Damit zu Gabriel Gruß

Er ist 1977 in Alzenau-Wasserlos geboren und lebt heute in Mannheim.

Auf das Ausstellungsthema angesprochen reagierte er sofort. Dies ist mein Hauptthema, in dem ich künstlerisch arbeite. Es sind nicht die weit entfernten Orte, meist osteuropäische Landschaften und Küstenorte sowie London, sondern es ist der unversperrte Blick, der Blick in die Weite, der durch einen spannungsreichen Aufbau in seinen Bildern erzeugt wird. Im Wechselspiel zwischen Technik und Malerei bedient sich Gabriel Gruß bei seinen Kompositionen einer Panoramakamera, die die Aufnahme eines weiten Bildausschnittes erlaubt.

 

Farbe wird bei ihm nicht in dünnen Schichten aufgetragen, sondern die Farbe auf der Bildfläche ist haptisch erlebbar. Der Künstler arbeitet mit der heute selten verwendeten Technik der Enkaustik. Wachs wird geschmolzen und mit der jeweilig aufzutragenden Farbe vermischt und auf den Bildträger, Leinwand aufgetragen. Gabriel Gruß gelingt mit dieser Technik die Darstellung atmosphärischer Transparenz. Nebel und Dunst schimmern in vielschichtigen Farbschattierungen, da die Wachsschichten in Lasuren vielfach übereinander aufgetragen werden.

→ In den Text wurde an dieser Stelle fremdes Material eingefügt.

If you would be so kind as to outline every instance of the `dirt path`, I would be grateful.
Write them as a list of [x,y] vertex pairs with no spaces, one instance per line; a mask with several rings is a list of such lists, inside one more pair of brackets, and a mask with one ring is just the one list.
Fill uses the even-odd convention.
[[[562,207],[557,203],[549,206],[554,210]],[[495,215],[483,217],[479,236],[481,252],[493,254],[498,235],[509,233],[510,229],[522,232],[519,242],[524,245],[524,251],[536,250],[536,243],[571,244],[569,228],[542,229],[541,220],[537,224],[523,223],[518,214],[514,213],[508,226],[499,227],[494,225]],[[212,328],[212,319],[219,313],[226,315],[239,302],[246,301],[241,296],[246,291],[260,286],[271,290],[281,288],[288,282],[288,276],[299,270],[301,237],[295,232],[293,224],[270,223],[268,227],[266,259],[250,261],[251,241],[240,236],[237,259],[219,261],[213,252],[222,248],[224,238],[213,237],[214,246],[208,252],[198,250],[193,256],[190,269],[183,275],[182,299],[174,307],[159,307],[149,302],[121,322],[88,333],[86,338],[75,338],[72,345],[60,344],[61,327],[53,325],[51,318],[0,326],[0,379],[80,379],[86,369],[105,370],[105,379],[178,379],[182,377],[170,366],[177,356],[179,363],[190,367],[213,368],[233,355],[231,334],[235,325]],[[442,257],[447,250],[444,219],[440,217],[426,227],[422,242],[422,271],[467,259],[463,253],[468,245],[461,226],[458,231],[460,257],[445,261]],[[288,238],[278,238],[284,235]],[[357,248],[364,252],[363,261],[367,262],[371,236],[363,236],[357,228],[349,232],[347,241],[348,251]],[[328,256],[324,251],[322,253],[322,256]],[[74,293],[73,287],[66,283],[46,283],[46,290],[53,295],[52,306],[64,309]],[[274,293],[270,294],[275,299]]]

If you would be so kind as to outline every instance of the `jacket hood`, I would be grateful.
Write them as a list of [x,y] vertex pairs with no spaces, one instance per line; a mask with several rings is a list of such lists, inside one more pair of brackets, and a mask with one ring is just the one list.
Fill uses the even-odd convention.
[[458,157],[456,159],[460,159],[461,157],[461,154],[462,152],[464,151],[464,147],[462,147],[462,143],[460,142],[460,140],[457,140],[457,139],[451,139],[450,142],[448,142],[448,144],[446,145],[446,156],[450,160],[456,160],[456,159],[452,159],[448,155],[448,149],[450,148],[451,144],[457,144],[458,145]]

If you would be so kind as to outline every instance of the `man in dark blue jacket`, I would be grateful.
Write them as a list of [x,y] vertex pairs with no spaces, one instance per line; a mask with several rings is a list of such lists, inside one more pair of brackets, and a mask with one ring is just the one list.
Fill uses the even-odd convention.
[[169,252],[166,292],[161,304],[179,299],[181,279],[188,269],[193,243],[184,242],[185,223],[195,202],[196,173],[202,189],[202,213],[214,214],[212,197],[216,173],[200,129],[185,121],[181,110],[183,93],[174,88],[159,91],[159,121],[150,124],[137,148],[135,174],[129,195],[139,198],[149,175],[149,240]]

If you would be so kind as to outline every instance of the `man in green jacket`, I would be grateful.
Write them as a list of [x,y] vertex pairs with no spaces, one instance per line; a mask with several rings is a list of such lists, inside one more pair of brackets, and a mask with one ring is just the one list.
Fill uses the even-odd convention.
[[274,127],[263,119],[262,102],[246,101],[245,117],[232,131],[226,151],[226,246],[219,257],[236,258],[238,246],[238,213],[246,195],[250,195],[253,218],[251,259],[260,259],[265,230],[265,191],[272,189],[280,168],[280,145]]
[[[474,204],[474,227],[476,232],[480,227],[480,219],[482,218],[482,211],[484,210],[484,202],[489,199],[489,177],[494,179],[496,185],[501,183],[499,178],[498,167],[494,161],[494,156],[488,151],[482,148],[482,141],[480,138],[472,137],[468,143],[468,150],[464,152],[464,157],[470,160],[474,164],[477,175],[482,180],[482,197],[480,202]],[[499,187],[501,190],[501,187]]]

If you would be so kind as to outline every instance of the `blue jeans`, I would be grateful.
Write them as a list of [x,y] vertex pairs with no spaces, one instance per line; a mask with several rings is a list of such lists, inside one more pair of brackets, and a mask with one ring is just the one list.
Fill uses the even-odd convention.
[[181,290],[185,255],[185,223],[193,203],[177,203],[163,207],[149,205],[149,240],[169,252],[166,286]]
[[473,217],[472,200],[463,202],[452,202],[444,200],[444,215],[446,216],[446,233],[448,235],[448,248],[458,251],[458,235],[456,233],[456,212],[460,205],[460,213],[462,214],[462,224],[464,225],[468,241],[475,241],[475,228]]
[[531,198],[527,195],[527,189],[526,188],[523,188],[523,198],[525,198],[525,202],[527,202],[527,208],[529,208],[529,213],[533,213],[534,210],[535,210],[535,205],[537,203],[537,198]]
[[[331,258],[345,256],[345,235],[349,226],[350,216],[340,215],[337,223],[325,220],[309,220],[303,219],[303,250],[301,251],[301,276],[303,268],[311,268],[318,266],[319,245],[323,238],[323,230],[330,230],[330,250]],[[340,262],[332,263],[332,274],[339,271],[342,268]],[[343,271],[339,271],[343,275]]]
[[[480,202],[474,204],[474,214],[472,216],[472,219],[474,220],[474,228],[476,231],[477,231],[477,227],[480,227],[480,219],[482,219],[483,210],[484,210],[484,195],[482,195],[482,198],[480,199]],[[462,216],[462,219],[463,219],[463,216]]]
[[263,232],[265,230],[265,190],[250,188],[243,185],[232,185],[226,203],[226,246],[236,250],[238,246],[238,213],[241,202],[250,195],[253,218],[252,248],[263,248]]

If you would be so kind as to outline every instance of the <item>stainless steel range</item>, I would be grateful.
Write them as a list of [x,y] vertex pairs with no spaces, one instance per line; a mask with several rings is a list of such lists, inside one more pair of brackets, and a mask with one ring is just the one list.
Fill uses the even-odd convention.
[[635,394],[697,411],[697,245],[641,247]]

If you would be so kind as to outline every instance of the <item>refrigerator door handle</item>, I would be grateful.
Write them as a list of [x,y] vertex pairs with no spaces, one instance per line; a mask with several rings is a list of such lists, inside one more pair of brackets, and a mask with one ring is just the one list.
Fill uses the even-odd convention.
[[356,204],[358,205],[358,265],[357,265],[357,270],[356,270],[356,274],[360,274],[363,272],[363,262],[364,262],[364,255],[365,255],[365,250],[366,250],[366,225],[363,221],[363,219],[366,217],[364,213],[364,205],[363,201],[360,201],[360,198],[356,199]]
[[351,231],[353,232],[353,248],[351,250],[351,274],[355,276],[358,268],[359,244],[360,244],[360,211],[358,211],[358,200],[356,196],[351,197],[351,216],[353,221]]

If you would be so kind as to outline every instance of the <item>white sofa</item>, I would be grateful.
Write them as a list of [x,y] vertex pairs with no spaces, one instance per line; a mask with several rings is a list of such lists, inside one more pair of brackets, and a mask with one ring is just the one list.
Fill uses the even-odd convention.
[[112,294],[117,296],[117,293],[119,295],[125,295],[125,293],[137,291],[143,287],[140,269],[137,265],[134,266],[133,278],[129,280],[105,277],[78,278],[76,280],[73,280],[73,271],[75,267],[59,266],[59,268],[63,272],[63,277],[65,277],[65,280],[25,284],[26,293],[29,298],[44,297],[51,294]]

Weite wird erzeugt durch die Wahl des Ortes, die malerische Technik, als auch durch gezielte, kunsthistorisch in die Malerei der Romantik zurückreichende, niedrige Setzung der Horizontlinie.

Die menschliche Existenz ist der Bedrohlichkeit der Weite ausgesetzt. Die Position des Bildbetrachters wird von Künstler bewusst einbezogen, um ihn wie im Bild Seebad unendlich in die Tiefe blicken zu lassen.